Possibility 2: create a skill with Claude
To simplify the creation of skills, Anthropic has developed a skill creator skill. Just give them as much information as possible about the purpose of your skill and how to proceed. To proceed, go to the Claude application (Desktop or web). Then click on your profile, on “Settings” then “Capabilities”. At the bottom of the Capabilities page, enable “skill-creator”. Then return to Claude’s main interface and ask the AI to create your skill.
For the example, we are creating a skill at the start of the week, which will: consult our Google Meet calendar to identify appointments for the next 5 days; create a brief reminder of the main meetings; Generate a draft appointment reminder for our various contacts.
Create a skill that allows Claude to check all events in Google Calendar for the next 5 days from today’s date, then generate a structured report chronologically listing each meeting with its date, time, title, participants and videoconference link if available. Then, for each identified meeting, automatically create a draft reminder email in Gmail intended for all participants (except myself) with a clear subject and a courteous message including the exact date and time, the subject of the meeting, the videoconferencing link (Google Meet, Zoom, etc.) and a polite phrase. The skill must present a final summary indicating the number of drafts created and their status, without sending emails automatically, excluding “all day” or events without participants, and correctly managing time zones.
Claude will then call “skill-creator” which will generate each file contained in the final archive one by one.
The “.skill” archive is a compressed container, similar to a ZIP file, bringing together all the components necessary to define a skill for Claude. To use it, simply rename the extension from “.skill” to “.zip”, thus allowing its contents to be decompressed, like a classic folder.
The files generated in our “reminders-meetings” skill by Claude are available for consultation here.
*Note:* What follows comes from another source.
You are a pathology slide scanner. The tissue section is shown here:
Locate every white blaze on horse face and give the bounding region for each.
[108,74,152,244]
How to use and import a skill?
Before using a skill, you will need to import it into Claude. To do this, once in the Claude application, go to Settings -> Capabilities -> skills. Then click on “Upload skill.” Once the skill has been uploaded, it is directly active. Claude can then detect and spontaneously invoke the most relevant skill based on the implicit needs of the conversation. The model dynamically evaluates the user’s request and automatically selects the appropriate skill, without explicit intervention.
In our case, the skill runs perfectly. A brief reminder of the main meetings is generated and email drafts for our correspondents are written.
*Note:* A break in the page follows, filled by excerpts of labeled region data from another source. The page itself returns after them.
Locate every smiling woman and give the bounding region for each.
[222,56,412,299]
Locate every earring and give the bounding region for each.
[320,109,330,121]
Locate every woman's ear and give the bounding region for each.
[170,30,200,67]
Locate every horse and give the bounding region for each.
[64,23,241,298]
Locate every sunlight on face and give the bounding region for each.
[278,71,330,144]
Even more interesting for developers: it is now possible to use a Skill directly from the Anthropic API. To do this, simply send the Skill first via a POST request to https://api.anthropic.com/v1/skills, including the Authorization: Bearer YOUR_API_KEY and Content-Type: multipart/form-data headers. Once the Skill has been uploaded, it can be invoked in a request to the model by simply entering its identifier (skill_id) in the request parameters.
When to use a skill?
Anthropic recommends creating a skill when you have already identified a way of working that you want to automate and reuse without re-explaining everything each time in a prompt. In other words, when you notice that you often repeat the same prompts, structures or quality criteria in your exchanges with Claude, it becomes relevant to make it a skill. This saves you from having to re-explain everything with each new request: Claude automatically recognizes the context and applies your approach, your standards and your reference models.
Skills are particularly useful for defining the guidelines of a group: branding, charter, tacit rules, etc. The more you enrich your skills library, the more Claude becomes able to anticipate your needs and act independently and according to your criteria. AI no longer just executes your requests, but truly learns from the way you work.